Forte de son habilitation énergétique et de sa compétence aménagement, la Région constitue un acteur cardinal de la stratégie territoriale face au réchauffement climatique. Ludovic OSMAR, Chargé de mission Énergies à la Direction de l’Environnement et du Cadre de Vie a exposé la politique régionale en la matière.
Après avoir fait le double constat de l’augmentation de la consommation d’électricité (la climatisation représente près de 33 % des dépenses énergétiques) sur la période 2000/2011 et de la dépendance encore forte aux énergies fossiles, M.OSMAR nous a présenté leur outil stratégique majeur : le PPE.
Le plan pluriannuel de l’énergie, se propose ainsi de toiletter, et à terme de suppléer le document qui faisait jusque là autorité en la matière : le PRERURE.

Le multimédia représentant à lui seul 13 % de nos consommations énergétiques, M.Fabrice MORVAN, chef du service désenclavement numérique à la Région Guadeloupe était également des nôtres à cette table ronde.
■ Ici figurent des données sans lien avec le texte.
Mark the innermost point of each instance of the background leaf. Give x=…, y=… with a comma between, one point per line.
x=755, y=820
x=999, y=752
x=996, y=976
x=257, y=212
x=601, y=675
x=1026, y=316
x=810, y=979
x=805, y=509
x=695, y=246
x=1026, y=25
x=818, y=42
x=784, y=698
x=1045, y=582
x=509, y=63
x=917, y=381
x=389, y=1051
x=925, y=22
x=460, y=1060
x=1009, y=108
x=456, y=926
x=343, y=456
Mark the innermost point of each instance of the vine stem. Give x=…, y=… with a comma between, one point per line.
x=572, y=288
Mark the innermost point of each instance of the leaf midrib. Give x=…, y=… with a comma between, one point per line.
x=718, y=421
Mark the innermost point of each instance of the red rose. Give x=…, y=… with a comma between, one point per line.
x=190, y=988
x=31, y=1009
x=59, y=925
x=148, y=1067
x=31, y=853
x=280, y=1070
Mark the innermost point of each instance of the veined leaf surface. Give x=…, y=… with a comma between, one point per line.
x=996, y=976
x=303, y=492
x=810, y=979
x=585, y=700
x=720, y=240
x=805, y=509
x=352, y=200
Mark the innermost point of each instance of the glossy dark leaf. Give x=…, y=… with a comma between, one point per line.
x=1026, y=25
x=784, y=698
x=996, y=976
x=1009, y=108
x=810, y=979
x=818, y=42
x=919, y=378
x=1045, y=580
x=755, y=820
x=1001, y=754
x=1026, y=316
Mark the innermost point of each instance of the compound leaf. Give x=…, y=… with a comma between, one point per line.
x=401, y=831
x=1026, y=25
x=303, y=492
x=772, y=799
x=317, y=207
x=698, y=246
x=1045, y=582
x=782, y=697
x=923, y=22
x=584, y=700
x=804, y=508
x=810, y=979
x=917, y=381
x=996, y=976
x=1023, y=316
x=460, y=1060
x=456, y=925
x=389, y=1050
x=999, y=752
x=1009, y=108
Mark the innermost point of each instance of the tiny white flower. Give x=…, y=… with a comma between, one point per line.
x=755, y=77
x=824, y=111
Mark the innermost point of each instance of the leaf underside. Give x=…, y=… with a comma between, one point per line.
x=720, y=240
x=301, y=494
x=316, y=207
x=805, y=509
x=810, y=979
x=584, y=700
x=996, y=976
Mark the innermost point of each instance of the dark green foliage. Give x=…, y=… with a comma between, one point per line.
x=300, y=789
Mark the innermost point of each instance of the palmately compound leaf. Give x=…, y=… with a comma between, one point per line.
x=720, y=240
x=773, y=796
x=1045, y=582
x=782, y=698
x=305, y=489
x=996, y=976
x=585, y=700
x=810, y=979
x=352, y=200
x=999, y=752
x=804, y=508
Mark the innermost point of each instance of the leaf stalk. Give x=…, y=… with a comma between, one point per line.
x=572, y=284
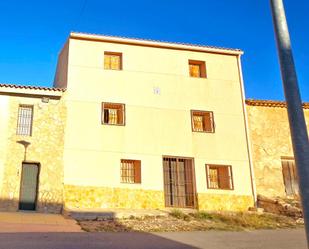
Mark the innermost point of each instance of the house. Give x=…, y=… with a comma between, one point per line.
x=272, y=153
x=32, y=122
x=129, y=123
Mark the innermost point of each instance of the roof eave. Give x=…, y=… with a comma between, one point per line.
x=149, y=43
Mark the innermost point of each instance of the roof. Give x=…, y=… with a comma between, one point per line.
x=155, y=43
x=6, y=85
x=34, y=91
x=271, y=103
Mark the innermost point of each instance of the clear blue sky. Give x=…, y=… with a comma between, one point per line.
x=33, y=32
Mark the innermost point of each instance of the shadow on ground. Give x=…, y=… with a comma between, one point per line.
x=132, y=240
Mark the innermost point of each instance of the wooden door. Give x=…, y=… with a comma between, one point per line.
x=29, y=186
x=290, y=177
x=179, y=185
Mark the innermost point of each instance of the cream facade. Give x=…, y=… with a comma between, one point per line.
x=159, y=94
x=80, y=156
x=271, y=147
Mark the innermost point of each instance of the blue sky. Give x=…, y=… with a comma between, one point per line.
x=33, y=32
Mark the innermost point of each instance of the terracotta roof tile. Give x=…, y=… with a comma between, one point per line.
x=271, y=103
x=6, y=85
x=159, y=41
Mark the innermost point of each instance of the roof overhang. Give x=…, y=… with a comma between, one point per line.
x=157, y=44
x=30, y=91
Il s’est illustré par une pondération appuyée des fantasmes autour de la Ville connectée comme vecteur de la transition écologique.
S’il a reconnu les possibles apports du numérique à la lutte contre le réchauffement climatique il aura surtout mis l’accent sur la nécessité préalable de modifier nos comportements dans notre utilisation des différents outils multimédias.
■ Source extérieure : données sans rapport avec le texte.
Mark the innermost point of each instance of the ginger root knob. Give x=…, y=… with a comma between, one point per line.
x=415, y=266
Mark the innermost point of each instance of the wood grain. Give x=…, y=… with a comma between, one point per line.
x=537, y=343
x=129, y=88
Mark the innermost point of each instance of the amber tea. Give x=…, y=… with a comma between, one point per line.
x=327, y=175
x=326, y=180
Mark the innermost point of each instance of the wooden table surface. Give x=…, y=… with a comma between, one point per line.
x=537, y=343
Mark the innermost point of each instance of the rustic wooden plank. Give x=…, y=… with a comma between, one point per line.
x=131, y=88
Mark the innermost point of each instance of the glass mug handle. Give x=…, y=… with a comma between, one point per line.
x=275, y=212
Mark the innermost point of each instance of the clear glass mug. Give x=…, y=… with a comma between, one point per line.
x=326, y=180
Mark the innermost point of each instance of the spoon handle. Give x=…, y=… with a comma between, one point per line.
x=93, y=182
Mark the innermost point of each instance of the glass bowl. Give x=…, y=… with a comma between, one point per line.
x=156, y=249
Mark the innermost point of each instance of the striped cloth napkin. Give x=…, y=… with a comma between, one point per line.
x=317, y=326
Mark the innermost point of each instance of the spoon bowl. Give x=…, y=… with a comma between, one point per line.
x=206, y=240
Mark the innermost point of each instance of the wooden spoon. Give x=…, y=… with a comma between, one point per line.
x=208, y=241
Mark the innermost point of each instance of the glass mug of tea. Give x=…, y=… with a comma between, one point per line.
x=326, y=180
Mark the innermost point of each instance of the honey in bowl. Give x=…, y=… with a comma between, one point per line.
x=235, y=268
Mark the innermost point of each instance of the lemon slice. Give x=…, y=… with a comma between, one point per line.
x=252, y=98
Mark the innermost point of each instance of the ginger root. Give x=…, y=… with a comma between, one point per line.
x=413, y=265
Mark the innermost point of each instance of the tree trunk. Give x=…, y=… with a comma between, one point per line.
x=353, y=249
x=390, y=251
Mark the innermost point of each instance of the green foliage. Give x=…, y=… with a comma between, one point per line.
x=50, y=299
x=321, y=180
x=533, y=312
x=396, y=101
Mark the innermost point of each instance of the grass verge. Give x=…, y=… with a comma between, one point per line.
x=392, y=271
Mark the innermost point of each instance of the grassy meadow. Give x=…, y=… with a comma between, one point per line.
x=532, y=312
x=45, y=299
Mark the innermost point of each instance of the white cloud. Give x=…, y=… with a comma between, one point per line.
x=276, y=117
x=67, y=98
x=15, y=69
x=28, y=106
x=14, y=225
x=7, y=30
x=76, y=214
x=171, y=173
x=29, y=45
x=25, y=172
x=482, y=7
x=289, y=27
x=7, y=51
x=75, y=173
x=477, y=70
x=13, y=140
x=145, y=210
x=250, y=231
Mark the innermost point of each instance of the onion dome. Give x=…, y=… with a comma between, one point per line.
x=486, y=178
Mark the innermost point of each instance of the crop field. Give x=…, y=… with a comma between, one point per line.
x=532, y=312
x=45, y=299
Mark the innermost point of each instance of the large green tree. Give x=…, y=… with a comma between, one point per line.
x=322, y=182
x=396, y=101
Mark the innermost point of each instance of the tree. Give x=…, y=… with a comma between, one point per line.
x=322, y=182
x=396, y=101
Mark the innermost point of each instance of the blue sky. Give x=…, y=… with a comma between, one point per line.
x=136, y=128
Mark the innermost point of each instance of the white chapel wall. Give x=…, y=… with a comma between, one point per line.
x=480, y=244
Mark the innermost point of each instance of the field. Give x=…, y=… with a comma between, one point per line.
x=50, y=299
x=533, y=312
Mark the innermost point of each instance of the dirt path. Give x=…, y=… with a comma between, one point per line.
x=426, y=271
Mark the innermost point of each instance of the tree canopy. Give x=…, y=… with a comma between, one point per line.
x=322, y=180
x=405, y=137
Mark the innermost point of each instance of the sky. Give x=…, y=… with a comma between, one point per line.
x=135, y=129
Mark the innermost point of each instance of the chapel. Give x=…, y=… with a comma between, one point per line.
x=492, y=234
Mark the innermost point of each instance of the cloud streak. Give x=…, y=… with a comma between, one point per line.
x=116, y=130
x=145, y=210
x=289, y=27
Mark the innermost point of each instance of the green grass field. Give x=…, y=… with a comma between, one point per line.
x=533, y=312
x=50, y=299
Après les échelons macro des politiques nationales et régionales, le maire de la ville la plus nantie en matière de ressources d’énergie renouvelables nous a fait l’honneur de venir présenter sa stratégie communale.
M. Thierry ABELLI s’est ainsi employé à nous décliner les différents axes du développement territorial de la commune de Bouillante autour du renforcement de l’attractivité du territoire, le développement de l’emploi, le maintien d’une fiscalité attrayante et bien sûr l’exploitation de la manne géothermique.
Avec une production géothermique représentant 6% de la consommation finale d’énergie la ville de Bouillante est devenu officiellement en 2015 un « territoire à énergie positive pour la croissance verte ». L’avenir est désormais à l’amélioration des équipements, la diversification des énergies renouvelables, ou encore la mise en œuvre de projets s’inscrivant dans la mobilité durable.
C’est ainsi que s’est conclue cette séquence stratégie introduisant l’exposé ô combien attendu des frères Henry et Yvon JOSEPH.

Guadeloupe, archipel post-carbone : une nécessité, une ambition... et des solutions citoyennes ?!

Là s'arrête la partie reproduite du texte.